Especially in the case of small-targeted agents such as PSMA ligands, however, PET dose-escalation studies are oftentimes performed solely on the grounds of generating optimal visual enhancement of tumor accumulation compared with PSMA-mediated kidney uptake—with the injected ligand doses mostly lying in a range with virtually no relation to clinically injectable doses [6]. For example, injection of 0.18 nmol of ligand (“intermediate molar activity”) in a 25-g mouse corresponds to 540 nmol (~ 550 μg, depending on the tracer used) in a 75 kg patient—a ligand dose beyond those used for PSMA-targeted radioligand therapy (~ 200 μg). At “low molar activities,” where tumor/kidney ratios finally reach values > 1, ligand amounts of 4.8–6 mg/patient are reached. This obvious lack of translatability of data and the inherent bias in these studies should, in our opinion, strongly encourage researchers in our field to critically reevaluate this current practice.

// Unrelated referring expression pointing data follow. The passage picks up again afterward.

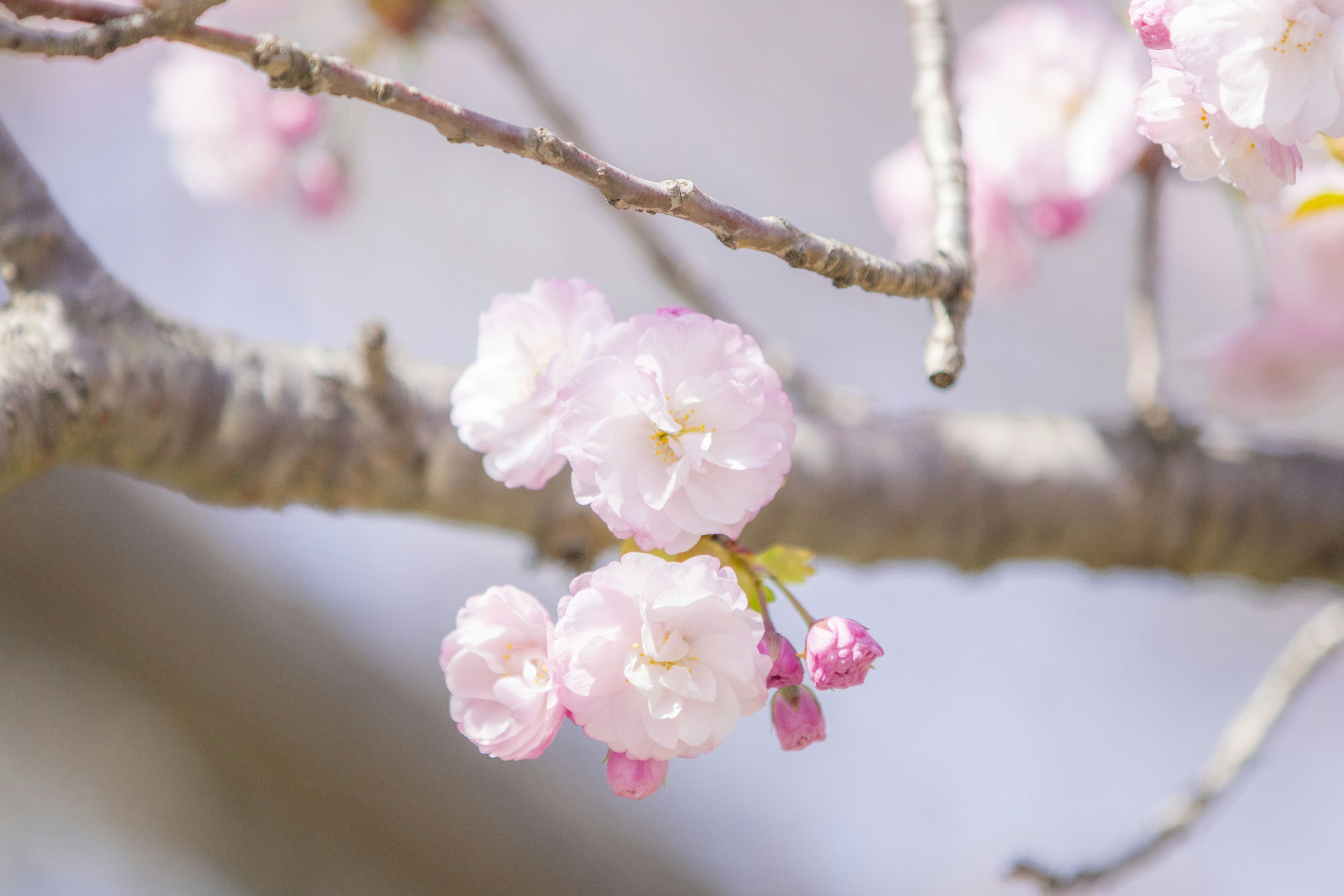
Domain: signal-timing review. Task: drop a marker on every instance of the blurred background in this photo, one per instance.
(197, 700)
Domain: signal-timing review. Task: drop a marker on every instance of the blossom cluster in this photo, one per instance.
(1240, 85)
(677, 433)
(233, 140)
(672, 424)
(655, 659)
(1048, 108)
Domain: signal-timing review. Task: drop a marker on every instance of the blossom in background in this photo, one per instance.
(1265, 64)
(675, 429)
(798, 719)
(635, 778)
(1048, 109)
(496, 667)
(234, 140)
(527, 346)
(840, 653)
(1203, 143)
(656, 659)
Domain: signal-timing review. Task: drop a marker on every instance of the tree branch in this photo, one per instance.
(1314, 644)
(91, 375)
(947, 277)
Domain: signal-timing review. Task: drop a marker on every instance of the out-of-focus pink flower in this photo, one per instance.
(496, 667)
(322, 183)
(677, 429)
(635, 778)
(234, 140)
(798, 718)
(659, 660)
(1004, 252)
(1152, 21)
(1048, 100)
(839, 653)
(1267, 64)
(787, 670)
(1284, 360)
(1201, 140)
(529, 343)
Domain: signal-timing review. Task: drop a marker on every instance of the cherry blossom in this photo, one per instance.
(839, 653)
(529, 343)
(635, 778)
(659, 659)
(1203, 143)
(798, 718)
(1272, 64)
(234, 140)
(675, 429)
(787, 668)
(498, 670)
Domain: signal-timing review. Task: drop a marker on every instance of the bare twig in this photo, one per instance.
(1314, 644)
(109, 35)
(947, 277)
(1146, 348)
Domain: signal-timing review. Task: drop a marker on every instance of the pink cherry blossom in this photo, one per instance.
(1203, 143)
(230, 138)
(1151, 19)
(529, 343)
(839, 653)
(677, 429)
(1048, 100)
(658, 659)
(1004, 252)
(787, 670)
(798, 718)
(635, 778)
(498, 670)
(1273, 64)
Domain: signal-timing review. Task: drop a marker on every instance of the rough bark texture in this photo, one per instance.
(88, 374)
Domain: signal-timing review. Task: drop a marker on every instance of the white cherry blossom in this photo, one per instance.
(529, 343)
(656, 659)
(677, 429)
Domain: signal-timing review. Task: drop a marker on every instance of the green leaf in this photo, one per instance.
(792, 566)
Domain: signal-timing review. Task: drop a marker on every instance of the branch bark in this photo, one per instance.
(947, 277)
(1310, 649)
(91, 375)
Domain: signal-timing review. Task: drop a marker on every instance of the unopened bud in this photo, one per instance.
(635, 778)
(839, 653)
(787, 670)
(798, 718)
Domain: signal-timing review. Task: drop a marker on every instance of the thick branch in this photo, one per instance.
(947, 276)
(1314, 644)
(91, 375)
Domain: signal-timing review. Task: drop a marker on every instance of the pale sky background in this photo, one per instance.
(1037, 708)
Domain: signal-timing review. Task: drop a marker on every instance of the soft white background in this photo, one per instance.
(1037, 708)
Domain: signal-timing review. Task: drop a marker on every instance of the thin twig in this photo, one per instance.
(947, 277)
(1146, 344)
(1314, 644)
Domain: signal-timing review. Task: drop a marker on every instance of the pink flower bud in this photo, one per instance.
(787, 670)
(840, 652)
(798, 718)
(1151, 19)
(635, 778)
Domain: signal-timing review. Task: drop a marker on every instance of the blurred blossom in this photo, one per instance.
(1004, 252)
(1273, 64)
(529, 343)
(234, 140)
(1284, 360)
(496, 667)
(1203, 143)
(798, 718)
(635, 778)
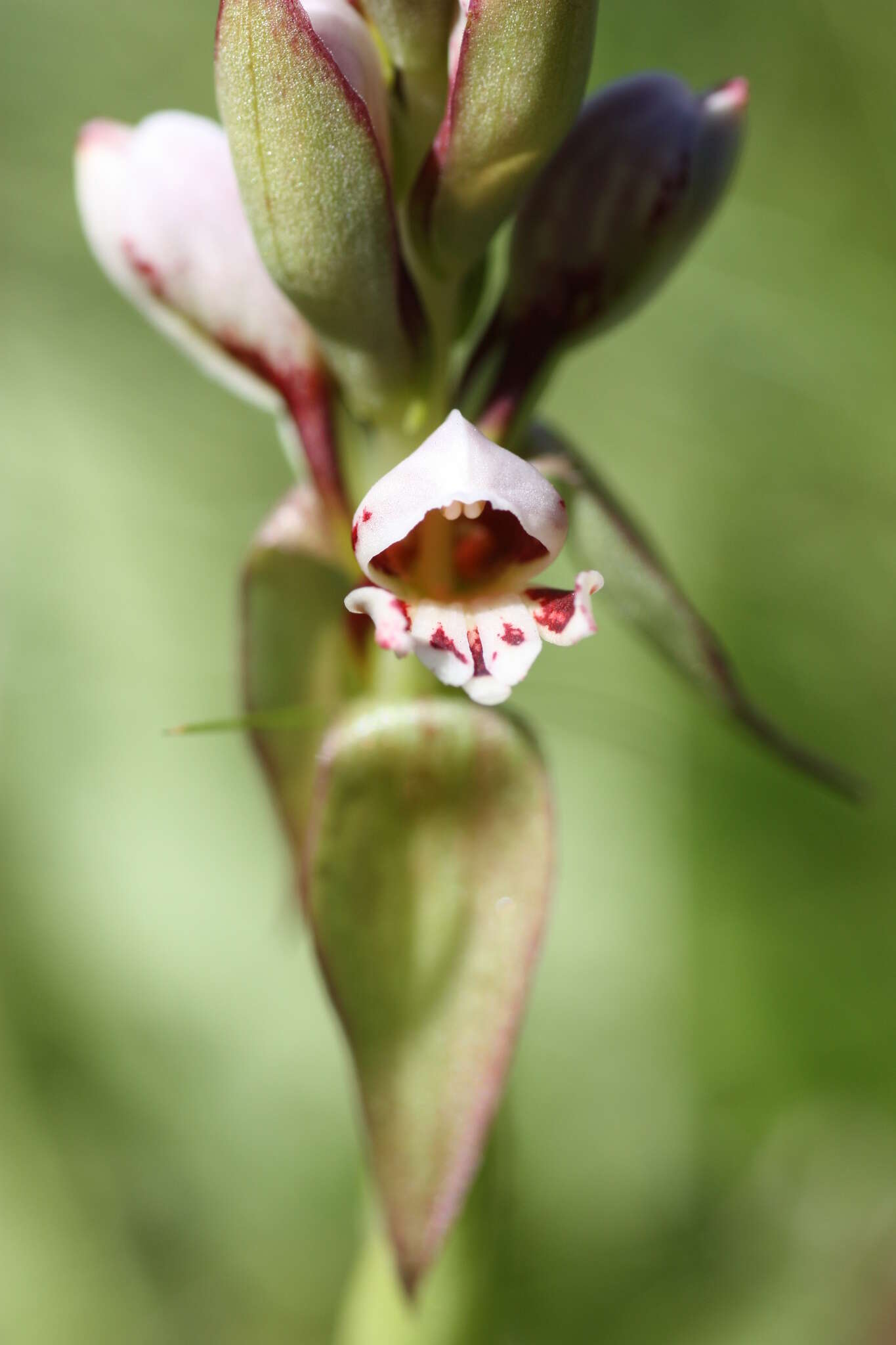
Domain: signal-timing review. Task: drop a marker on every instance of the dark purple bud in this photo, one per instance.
(629, 188)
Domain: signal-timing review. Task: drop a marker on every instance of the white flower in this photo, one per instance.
(452, 539)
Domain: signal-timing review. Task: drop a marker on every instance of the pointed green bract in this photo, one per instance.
(641, 588)
(300, 663)
(521, 77)
(316, 191)
(429, 865)
(416, 33)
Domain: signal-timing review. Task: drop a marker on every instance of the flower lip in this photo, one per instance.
(458, 518)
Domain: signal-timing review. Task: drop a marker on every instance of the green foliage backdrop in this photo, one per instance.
(703, 1121)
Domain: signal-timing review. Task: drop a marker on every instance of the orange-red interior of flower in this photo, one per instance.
(448, 558)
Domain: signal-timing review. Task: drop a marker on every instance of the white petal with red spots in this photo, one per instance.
(441, 643)
(457, 502)
(390, 617)
(562, 617)
(161, 211)
(511, 642)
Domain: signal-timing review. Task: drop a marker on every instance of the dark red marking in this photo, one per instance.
(146, 269)
(440, 640)
(476, 650)
(402, 607)
(555, 609)
(512, 634)
(307, 393)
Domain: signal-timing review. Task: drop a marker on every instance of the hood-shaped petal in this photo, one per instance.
(456, 467)
(161, 213)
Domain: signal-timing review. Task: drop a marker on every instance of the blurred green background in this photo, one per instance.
(704, 1103)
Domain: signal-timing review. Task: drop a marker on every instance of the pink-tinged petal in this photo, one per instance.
(161, 213)
(441, 643)
(351, 45)
(519, 530)
(565, 617)
(390, 617)
(511, 640)
(482, 688)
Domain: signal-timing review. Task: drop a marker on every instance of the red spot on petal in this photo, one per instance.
(476, 650)
(440, 640)
(555, 609)
(146, 269)
(307, 393)
(512, 634)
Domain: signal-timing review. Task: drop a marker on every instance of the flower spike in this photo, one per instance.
(450, 537)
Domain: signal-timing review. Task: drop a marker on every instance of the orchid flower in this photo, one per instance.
(323, 254)
(450, 539)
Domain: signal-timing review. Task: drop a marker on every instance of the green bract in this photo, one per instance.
(522, 72)
(316, 191)
(297, 651)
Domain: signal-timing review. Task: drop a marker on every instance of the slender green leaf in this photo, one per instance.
(641, 588)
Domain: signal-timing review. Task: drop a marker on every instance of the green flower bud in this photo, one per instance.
(521, 73)
(314, 182)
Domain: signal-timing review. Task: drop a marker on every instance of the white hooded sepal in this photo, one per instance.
(161, 211)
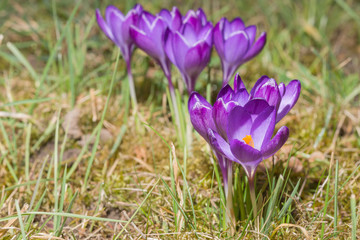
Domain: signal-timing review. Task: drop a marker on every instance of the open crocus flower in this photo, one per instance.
(236, 44)
(117, 29)
(265, 95)
(189, 48)
(149, 35)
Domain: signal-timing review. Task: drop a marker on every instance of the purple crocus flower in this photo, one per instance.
(116, 27)
(236, 44)
(149, 35)
(265, 95)
(189, 48)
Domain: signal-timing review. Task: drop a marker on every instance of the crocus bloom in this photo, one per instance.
(236, 44)
(213, 122)
(189, 48)
(117, 29)
(149, 35)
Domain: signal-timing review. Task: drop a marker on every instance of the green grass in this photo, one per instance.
(130, 176)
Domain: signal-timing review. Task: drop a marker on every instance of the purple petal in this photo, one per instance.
(239, 124)
(241, 97)
(235, 47)
(226, 93)
(259, 83)
(251, 32)
(200, 114)
(220, 145)
(147, 44)
(238, 83)
(271, 147)
(256, 48)
(246, 154)
(180, 48)
(237, 24)
(289, 99)
(263, 127)
(196, 60)
(256, 106)
(169, 38)
(218, 39)
(282, 89)
(220, 114)
(270, 92)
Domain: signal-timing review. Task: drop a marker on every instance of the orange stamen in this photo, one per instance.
(248, 140)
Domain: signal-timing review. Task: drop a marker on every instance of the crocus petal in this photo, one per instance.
(251, 32)
(246, 154)
(235, 47)
(180, 48)
(237, 24)
(239, 124)
(196, 60)
(241, 97)
(226, 93)
(289, 99)
(220, 145)
(259, 83)
(256, 106)
(282, 89)
(276, 143)
(256, 48)
(238, 83)
(200, 114)
(218, 39)
(263, 127)
(147, 44)
(270, 92)
(220, 113)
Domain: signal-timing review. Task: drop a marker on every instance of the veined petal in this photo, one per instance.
(245, 154)
(200, 114)
(263, 127)
(289, 99)
(239, 124)
(238, 83)
(256, 48)
(251, 32)
(226, 93)
(270, 92)
(220, 145)
(271, 147)
(255, 107)
(218, 39)
(241, 97)
(220, 114)
(259, 83)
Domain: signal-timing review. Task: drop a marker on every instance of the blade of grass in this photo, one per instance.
(353, 216)
(137, 210)
(21, 223)
(97, 140)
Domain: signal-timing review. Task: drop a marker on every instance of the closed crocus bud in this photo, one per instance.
(189, 48)
(116, 27)
(236, 44)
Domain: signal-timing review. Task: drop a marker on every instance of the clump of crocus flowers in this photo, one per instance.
(240, 125)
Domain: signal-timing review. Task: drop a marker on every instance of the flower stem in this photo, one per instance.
(131, 86)
(176, 109)
(253, 200)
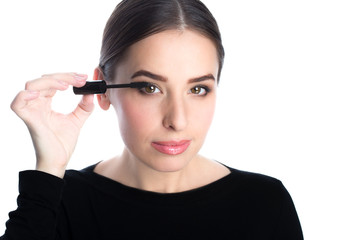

Another example, where metrics are in blatant disfavor of data validity, is the concept of radioligand therapy in mouse models. In therapy studies, the relevant parameter of observation is, by definition, the therapeutic efficiency of a given radiotracer. This, in turn, is determined by the dose deposited in the tumor—which, when considering the currently used protocols, is subject to substantial bias, just looking at simple mathematics: A tumor with 6 mm diameter (~ 1 g) represents a small tumor in a human and constitutes in average 1/75000 of the total body weight (TBW). In a mouse, the same tumor—and tumors frequently reach that size in therapy studies—corresponds to 1/25 of TBW. In humans, standard administered doses of, e.g., [177Lu]Lu-DOTA-TATE or [177Lu]Lu-PSMA-617 are in the range of 7.4 GBq/patient, corresponding to ~ 0.1 MBq/g body weight. Mice are injected with 30 MBq, leading to a more than tenfold higher ratio of activity/gram body weight, i.e., > 1 MBq/g. Given this substantial “overdosing” of mice compared with the human situation, it is not surprising that almost any radioligand therapy treatment has some effect on survival in mice, an outcome that is expected—and strongly biased. This, in our view, generally challenges the usefulness of radioligand therapy studies in mice, especially in the light of the excellent and constantly improving dosimetry extrapolations from mice to humans. Representative mouse biodistribution studies (applying realistic tracer doses) allow us to generate initial dosimetry data with good congruence with the human situation, and subsequent individual patient dosimetry, applying the therapeutic tracer at a low dose (< 185 MBq), provides much more valuable information on whole body dosimetry and the expected therapeutic efficiency of a given tracer than mouse therapy studies will ever do. We thus suggest to critically question our established workflows and to adjust them accordingly, driven as much by ethical considerations as by the desire to produce valid and valuable data.

In summary, we are well aware that all those involved in preclinical tracer development are doing their best for generating valid data with translational relevance. However, we do see room for improvement, not only on the experimental level but also on the level of peer review and Editorial Offices as well as Nuclear Medicine Societies. The community would certainly profit from a sharpened awareness concerning the “sense and nonsense” in our current practice of conducting animal experiments, including more critical review of obvious inconsistencies in the experimental setup and stricter quality control before publication. Moreover, a certain degree of harmonization concerning “approved” tumor models with realistic target expression or translatable tracer doses/molar activities, at least for one given molecular target, would greatly support a better comparability between data from different groups. And ultimately, it would allow us to reduce the number of bias “traps” on our way towards translating our developments into the clinic for the benefit of our patients.